CIV 3° 4 février 2016, n° 15 – 11 140 FS-P+B
INTÉRÊT POUR L’AGENT IMMOBILIER :
Nous savons que l’acquéreur d’un terrain à bâtir ne bénéficie pas du droit de rétractation.
Mais qu’en est il de l’acquéreur qui conditionne son achat à l’obtention d’un permis de construire : il n’achète pas un terrain, mais le support de sa future maison – droit de rétractation ou pas.
La question est d’importance, car d’un côté, il ne faut pas louper le droit de l’acquéreur (responsabilité vis-à-vis de l’acquéreur) et de l’autre, il ne faut pas ouvrir un droit qui n’existerait pas (responsabilité vis-à-vis du vendeur).
FAITS
Signature d’une promesse unilatérale de vente portant sur un terrain à bâtir.
La promesse a été conclue sous la condition suspensive de l’obtention par les acquéreurs d’un permis de construire permettant la construction d’une maison à usage d’habitation.
La vente n’a pas été réalisée, et les acquéreurs n’ont donné aucune justification sur l’obtention ou non du permis de construire (dépôt de la demande, décision ?)
La société vendeur a assigné les acquéreurs en paiement de l’indemnité d’immobilisation ;
Les acquéreurs ont soutenu que la promesse unilatérale de vente était nulle : elle n’a pas été notifiée et leur droit de rétractation n’a jamais commencé à courir (art L 271-1 du CCH)

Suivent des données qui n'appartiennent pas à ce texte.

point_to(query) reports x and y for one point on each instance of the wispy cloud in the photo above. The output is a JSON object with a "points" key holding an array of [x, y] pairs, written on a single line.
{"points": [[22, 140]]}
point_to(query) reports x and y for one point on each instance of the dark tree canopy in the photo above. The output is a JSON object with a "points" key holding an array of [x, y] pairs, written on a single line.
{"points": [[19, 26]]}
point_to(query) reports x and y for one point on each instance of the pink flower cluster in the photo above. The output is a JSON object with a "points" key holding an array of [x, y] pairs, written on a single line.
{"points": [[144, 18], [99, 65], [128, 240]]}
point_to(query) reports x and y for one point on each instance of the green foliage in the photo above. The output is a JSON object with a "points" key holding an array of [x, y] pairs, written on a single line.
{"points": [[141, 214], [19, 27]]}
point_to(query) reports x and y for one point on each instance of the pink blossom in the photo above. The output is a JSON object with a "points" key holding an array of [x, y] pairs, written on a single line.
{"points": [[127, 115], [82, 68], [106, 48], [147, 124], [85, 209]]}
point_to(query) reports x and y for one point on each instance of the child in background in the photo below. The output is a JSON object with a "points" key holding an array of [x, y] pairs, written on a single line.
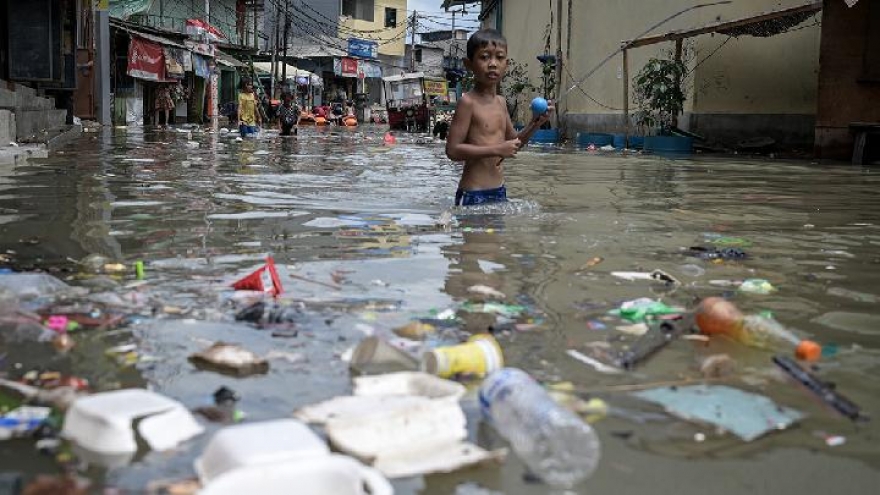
{"points": [[248, 113], [288, 114], [481, 133]]}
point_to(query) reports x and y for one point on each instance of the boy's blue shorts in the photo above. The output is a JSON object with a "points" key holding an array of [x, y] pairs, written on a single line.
{"points": [[482, 196], [248, 130]]}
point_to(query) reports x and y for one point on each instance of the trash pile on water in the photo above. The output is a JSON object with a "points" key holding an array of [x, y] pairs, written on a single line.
{"points": [[412, 384]]}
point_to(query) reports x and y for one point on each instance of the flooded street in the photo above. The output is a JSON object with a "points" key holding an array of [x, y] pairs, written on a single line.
{"points": [[346, 220]]}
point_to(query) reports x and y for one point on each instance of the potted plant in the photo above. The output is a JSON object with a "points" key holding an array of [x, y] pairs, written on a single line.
{"points": [[515, 89], [660, 99]]}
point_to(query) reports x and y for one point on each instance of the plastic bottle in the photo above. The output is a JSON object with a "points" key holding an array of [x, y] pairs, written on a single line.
{"points": [[553, 442], [719, 316], [269, 314]]}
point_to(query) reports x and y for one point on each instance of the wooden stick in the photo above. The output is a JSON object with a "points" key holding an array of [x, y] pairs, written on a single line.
{"points": [[304, 279]]}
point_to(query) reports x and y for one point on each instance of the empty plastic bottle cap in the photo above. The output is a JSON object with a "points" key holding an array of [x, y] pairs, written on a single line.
{"points": [[808, 350]]}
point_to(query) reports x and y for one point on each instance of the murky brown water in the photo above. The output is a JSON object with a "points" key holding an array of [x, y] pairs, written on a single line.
{"points": [[201, 216]]}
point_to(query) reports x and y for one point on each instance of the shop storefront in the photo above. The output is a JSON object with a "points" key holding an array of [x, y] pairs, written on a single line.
{"points": [[149, 68]]}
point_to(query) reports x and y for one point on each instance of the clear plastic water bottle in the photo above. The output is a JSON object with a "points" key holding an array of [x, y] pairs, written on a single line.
{"points": [[553, 442]]}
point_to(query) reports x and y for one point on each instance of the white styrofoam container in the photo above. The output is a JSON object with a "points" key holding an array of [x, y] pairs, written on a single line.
{"points": [[250, 444], [103, 423], [323, 475], [414, 383]]}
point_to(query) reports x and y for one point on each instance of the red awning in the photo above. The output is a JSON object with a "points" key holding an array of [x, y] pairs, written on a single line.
{"points": [[146, 60]]}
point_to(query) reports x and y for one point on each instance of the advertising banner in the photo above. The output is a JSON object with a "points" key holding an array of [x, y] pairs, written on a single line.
{"points": [[436, 88], [363, 48]]}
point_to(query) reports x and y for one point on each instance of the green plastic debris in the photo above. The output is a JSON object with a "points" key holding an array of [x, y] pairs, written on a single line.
{"points": [[508, 310], [732, 241], [639, 310], [757, 286], [744, 414]]}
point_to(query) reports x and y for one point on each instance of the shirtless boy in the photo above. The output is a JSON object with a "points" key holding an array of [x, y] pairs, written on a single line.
{"points": [[482, 133]]}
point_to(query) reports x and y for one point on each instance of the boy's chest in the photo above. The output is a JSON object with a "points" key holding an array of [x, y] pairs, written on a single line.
{"points": [[489, 120]]}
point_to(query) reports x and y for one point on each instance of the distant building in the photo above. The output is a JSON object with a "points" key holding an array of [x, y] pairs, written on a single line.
{"points": [[739, 86]]}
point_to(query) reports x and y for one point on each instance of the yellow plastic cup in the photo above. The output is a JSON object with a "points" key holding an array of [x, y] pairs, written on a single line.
{"points": [[480, 355]]}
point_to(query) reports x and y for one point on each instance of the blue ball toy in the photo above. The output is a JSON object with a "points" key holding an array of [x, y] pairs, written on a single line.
{"points": [[539, 106]]}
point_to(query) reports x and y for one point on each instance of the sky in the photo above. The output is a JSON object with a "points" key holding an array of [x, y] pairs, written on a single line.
{"points": [[433, 18]]}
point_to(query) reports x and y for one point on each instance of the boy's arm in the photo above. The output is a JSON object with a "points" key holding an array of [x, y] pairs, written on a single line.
{"points": [[456, 147], [535, 124]]}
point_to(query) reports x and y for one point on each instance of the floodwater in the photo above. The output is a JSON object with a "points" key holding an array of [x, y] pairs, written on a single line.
{"points": [[342, 215]]}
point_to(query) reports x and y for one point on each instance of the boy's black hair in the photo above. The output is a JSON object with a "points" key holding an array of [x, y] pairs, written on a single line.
{"points": [[483, 38]]}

La Cour d’appel de PARIS a fait droit à cette demande et a prononcé la nullité de la promesse unilatérale de vente.
DÉCISION
Raisonnement du juge du fond :
La stipulation d’une condition suspensive relative à l’obtention d’un permis de construire en vue de la construction d’une maison d’habitation IMPLIQUE la volonté des époux acquéreurs de construire une maison d’habitation.

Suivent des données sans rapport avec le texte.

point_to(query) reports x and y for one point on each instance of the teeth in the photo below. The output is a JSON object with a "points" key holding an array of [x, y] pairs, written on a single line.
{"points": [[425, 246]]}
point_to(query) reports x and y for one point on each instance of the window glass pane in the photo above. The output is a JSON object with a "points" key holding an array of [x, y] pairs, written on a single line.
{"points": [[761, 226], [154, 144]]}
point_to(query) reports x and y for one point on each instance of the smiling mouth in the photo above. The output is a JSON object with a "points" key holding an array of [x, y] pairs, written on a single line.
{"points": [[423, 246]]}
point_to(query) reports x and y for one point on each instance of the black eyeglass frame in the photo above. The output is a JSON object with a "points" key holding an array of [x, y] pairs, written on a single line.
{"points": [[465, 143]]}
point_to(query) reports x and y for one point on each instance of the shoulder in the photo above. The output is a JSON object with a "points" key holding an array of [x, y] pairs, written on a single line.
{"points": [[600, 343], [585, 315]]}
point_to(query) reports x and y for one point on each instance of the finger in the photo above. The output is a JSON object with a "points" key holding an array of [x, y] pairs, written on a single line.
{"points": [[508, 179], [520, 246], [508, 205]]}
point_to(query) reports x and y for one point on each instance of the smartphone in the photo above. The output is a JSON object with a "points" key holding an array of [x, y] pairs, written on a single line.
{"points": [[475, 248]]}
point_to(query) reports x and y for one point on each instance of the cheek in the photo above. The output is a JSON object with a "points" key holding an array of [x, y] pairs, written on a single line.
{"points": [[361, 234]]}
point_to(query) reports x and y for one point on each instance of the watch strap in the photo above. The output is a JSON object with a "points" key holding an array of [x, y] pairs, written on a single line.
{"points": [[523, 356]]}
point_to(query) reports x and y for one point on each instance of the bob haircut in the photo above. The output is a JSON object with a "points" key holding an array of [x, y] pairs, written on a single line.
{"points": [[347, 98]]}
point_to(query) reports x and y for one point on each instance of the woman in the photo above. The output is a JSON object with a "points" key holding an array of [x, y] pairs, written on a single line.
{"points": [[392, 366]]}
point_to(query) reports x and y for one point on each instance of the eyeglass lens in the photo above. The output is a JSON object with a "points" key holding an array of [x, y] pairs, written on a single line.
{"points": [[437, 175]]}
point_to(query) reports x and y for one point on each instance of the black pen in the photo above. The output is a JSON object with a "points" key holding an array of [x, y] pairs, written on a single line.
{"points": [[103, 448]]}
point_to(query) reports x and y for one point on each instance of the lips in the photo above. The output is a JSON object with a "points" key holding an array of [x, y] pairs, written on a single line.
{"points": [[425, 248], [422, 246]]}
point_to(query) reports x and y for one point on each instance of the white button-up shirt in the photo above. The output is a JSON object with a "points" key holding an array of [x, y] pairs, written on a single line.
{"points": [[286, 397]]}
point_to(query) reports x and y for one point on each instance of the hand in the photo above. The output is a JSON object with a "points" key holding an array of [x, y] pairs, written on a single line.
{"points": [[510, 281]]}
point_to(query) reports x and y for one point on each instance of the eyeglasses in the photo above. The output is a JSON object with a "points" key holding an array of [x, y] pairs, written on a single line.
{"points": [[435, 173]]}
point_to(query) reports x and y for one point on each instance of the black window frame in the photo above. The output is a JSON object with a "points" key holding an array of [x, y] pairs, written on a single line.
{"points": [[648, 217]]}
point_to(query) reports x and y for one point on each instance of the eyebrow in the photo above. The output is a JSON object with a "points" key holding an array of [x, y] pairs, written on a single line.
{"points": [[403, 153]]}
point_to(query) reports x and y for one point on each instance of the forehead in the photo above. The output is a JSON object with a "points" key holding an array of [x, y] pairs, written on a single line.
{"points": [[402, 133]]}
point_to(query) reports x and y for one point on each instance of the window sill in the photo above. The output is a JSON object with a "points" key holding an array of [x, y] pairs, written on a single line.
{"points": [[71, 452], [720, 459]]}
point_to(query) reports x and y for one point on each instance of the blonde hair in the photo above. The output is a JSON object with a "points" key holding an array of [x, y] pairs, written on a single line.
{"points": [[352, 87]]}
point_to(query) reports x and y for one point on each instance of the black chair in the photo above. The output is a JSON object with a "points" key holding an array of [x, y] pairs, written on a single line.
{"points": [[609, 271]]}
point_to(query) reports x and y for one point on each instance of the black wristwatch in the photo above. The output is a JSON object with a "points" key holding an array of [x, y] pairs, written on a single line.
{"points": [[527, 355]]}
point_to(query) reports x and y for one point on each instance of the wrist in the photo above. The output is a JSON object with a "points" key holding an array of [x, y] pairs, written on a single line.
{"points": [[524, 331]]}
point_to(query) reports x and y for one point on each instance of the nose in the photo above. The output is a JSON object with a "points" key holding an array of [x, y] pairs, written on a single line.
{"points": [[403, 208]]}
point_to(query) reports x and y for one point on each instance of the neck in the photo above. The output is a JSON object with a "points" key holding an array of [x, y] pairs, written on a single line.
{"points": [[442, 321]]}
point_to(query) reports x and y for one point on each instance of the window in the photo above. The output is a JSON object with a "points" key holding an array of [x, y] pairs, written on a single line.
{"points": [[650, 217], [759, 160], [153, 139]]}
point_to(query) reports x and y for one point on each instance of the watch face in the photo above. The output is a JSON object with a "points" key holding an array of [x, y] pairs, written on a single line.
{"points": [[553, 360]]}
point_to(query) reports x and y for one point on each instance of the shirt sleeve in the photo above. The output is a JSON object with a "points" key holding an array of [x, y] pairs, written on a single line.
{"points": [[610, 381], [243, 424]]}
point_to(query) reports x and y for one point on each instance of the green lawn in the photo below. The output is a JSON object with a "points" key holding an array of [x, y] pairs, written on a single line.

Donc, les époux acquéreurs, non professionnels, doivent bénéficier de la rétractation ouverte par l’article L 271 – 1 du CCH
C’est un peu logique : l’opération maison + construction + emprunt établi un ensemble contractuel complet dont la finalité est la construction d’un logement.
Cassation :
« Attendu que, pour déclarer nulle la promesse unilatérale, l’arrêt retient que la volonté des acquéreurs de construire une maison à usage d’habitation était certaine lors de la conclusion de la promesse et était entrée dans le champ contractuel et qu’il se déduit de ces éléments que le droit de rétractation prévu par les dispositions légales était applicable ;
« Qu’en statuant ainsi, alors que la promesse ne portait que sur la vente d’un terrain à bâtir et que la faculté de rétractation prévue par l’article L 271 – 1 … ne concerne que les actes ayant pour objet la construction et l’acquisition d’un immeuble à usage d’habitation, la cour d’appel a violé le texte ci-dessus visé. »
NEXICONSEIL :
Cette décision laisse le professionnel sur sa faim !
Reprenons le texte de l’article L 271 – 1 du CCH : « … pour tout acte ayant pour objet la construction ou l’acquisition d’un immeuble à usage d’habitation, la souscription de parts donnant vocation à l’attribution en jouissance ou en propriété d’immeuble d’habitation, ou la vente d’immeubles à construire, ou de location-accession à la propriété immobilière, l’acquéreur non professionnel peut se rétracter dans un délai de 10 jours à compter du lendemain de la première présentation de la lettre lui notifiant l’acte ».
L’arrêt tranche le débat sur la prise en compte de l’intention future de l’acquéreur quant à l’utilisation du terrain à bâtir.
Ici l’avant contrat portant sur le terrain à bâtir n’entrerait pas dans le champ contractuel de l’édification d’une maison à usage d’habitation faite par un non professionnel, et ce quand bien même l’intention est contractualisée !
L’acquéreur est tout de même protégé :
Délai de réflexion loi Scrivner II pour le prêt
Délai de rétractation article L 442-8 du code de l’urbanisme en matière de lotissement
Attention : ne pourrait on pas considérer que l’élément déterminant conditionnant l’application du délai de rétraction tiendrait à la destination du bien telle qu’elle existe au jour de la conclusion de l’avant contrat (qualités intrinsèques du bien), sans la prise en compte des intentions de l’acquéreur quant à l’usage futur du bien immobilier ?
* Vente d’un terrain dont la constructibilité n’est pas assurée : pas de délai de rétractation
* Vente d’un terrain dont la constructibilité est assurée : délai de rétractation.